You're mainly going to be using journalctl to check on the logs coming out a service if it fails to start. We can simulate a failure easily enough to demonstrate this. Run nano and use it to edit the main nginx.conf file: sudo nano /etc/nginx/nginx.conf

You'll see this content at the top:

1
2
3
4
5
user nginx;
worker_processes  auto;

error_log  /var/log/nginx/error.log notice;
pid        /var/run/nginx.pid;

Ignore everything right now. Just move to the end of the line user nginx; and remove the ;, so that it looks like this: user nginx. Now save the file (Ctrl+O), hit Enter to confirm the filename, and hit exit nano (Ctrl+X). Now do this: sudo systemctl restart nginx

1
2
3
superman@develop:~$ sudo systemctl restart nginx
Job for nginx.service failed because the control process exited with error code.
See "systemctl status nginx.service" and "journalctl -xe" for details.

Uh oh! We broke nginx! Let's check out the two commands it's suggesting we run:

  1. systemctl status nginx.service
  2. journalctl -xe

First the status of our nginx service:

1
2
3
4
5
6
superman@develop:~$ systemctl status nginx.service
● nginx.service - nginx - high performance web server
     Loaded: loaded (/lib/systemd/system/nginx.service; disabled; vendor preset: enabled)
     Active: failed (Result: exit-code) since Tue 2022-03-29 06:38:03 UTC; 1min 22s ago
       Docs: https://nginx.org/en/docs/
    Process: 49416 ExecStart=/usr/sbin/nginx -c /etc/nginx/nginx.conf (code=exited, status=1/FAILURE)

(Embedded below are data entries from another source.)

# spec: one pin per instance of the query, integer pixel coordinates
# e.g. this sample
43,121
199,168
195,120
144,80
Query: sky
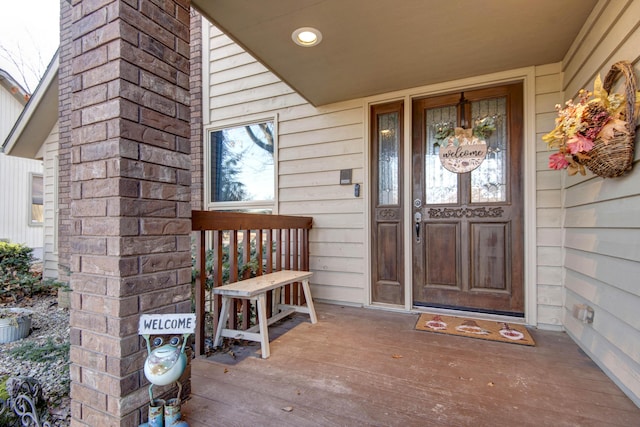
29,33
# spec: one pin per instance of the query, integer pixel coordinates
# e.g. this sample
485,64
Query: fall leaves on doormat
475,328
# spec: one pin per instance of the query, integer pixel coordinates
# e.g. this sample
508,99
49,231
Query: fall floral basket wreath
598,131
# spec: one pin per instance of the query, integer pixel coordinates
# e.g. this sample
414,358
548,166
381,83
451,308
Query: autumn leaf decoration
595,115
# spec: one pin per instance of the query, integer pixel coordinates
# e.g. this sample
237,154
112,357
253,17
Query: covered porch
360,366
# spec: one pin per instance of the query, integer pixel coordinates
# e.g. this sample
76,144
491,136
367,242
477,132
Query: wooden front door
468,227
387,204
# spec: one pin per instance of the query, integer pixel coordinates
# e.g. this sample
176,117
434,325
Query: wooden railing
261,244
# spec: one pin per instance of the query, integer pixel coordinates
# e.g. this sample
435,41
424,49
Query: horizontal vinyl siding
15,209
50,262
549,203
602,216
314,144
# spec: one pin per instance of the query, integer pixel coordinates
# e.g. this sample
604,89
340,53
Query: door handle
418,220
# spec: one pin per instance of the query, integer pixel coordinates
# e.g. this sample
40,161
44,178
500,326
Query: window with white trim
37,200
241,166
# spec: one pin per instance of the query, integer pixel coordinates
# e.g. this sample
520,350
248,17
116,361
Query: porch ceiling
377,46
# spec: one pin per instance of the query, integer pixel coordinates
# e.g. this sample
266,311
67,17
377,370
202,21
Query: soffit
377,46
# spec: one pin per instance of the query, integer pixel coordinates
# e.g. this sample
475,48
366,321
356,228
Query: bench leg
222,322
307,296
264,326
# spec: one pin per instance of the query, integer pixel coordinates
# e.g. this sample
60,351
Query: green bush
16,278
7,418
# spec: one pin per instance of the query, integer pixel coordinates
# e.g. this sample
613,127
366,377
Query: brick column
130,195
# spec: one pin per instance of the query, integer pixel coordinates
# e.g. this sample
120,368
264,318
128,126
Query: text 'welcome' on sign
163,324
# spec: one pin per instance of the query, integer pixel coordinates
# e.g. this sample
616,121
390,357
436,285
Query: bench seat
255,289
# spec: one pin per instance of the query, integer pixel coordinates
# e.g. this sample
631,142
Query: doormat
474,328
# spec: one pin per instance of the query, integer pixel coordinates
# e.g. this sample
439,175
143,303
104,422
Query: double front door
466,228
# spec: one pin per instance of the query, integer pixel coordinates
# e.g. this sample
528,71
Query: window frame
252,205
31,221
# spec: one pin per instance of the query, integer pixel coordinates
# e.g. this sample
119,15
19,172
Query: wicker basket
614,157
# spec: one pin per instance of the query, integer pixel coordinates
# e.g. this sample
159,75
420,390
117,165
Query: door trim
527,76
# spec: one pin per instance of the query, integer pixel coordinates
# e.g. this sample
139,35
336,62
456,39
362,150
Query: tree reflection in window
242,165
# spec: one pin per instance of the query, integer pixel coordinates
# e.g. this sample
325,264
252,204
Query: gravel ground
49,326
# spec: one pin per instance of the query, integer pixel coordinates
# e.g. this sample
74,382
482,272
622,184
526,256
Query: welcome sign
463,158
464,152
164,324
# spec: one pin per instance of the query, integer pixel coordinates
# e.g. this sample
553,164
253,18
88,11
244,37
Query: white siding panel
312,179
15,209
50,261
342,134
313,145
602,221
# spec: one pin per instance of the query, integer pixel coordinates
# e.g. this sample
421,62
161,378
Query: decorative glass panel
489,180
441,185
388,152
242,166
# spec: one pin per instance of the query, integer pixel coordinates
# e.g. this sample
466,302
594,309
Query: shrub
16,278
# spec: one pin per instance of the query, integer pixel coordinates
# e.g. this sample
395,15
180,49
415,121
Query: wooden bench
255,289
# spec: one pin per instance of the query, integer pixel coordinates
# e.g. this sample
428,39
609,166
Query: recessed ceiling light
306,36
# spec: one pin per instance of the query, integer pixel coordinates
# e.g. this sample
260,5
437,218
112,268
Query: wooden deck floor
362,367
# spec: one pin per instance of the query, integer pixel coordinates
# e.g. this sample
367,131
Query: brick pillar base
130,195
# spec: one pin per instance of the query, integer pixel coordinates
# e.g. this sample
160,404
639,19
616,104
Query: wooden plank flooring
363,367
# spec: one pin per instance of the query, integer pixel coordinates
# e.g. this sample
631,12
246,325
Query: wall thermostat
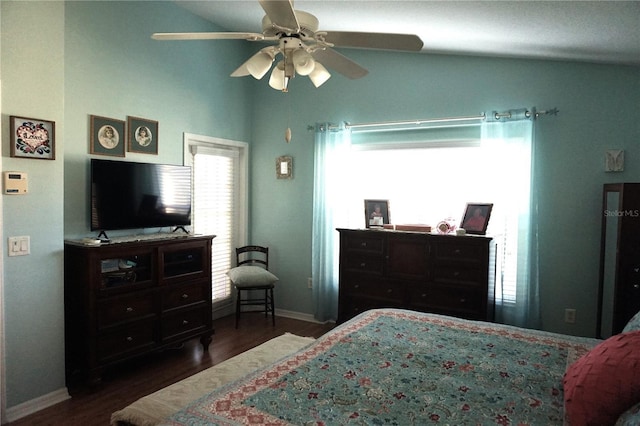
15,183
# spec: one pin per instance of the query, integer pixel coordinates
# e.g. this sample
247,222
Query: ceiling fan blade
408,42
208,36
243,70
339,63
281,13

I don't like the looks of failed. We can use the second option to view some more information: sudo journalctl -xeu nginx

Question

You know why I added the -u nginx, right?

1
2
3
...
Mar 29 06:38:03 develop nginx[49416]: nginx: [emerg] invalid number of arguments in "user" directive in /etc/nginx/nginx.conf:3
...

It wasn't super clear, but I was able to find the above line. It tells us that line 3 in /etc/nginx/nginx.conf has an invalid number of arguments in "user" directive. That's the line we edited. Let's fix it up. Load up nano again, put the ; back into place, and give nginx a restart.

That's why journalctl is a powerful tool to know about, but that's enough of that for now.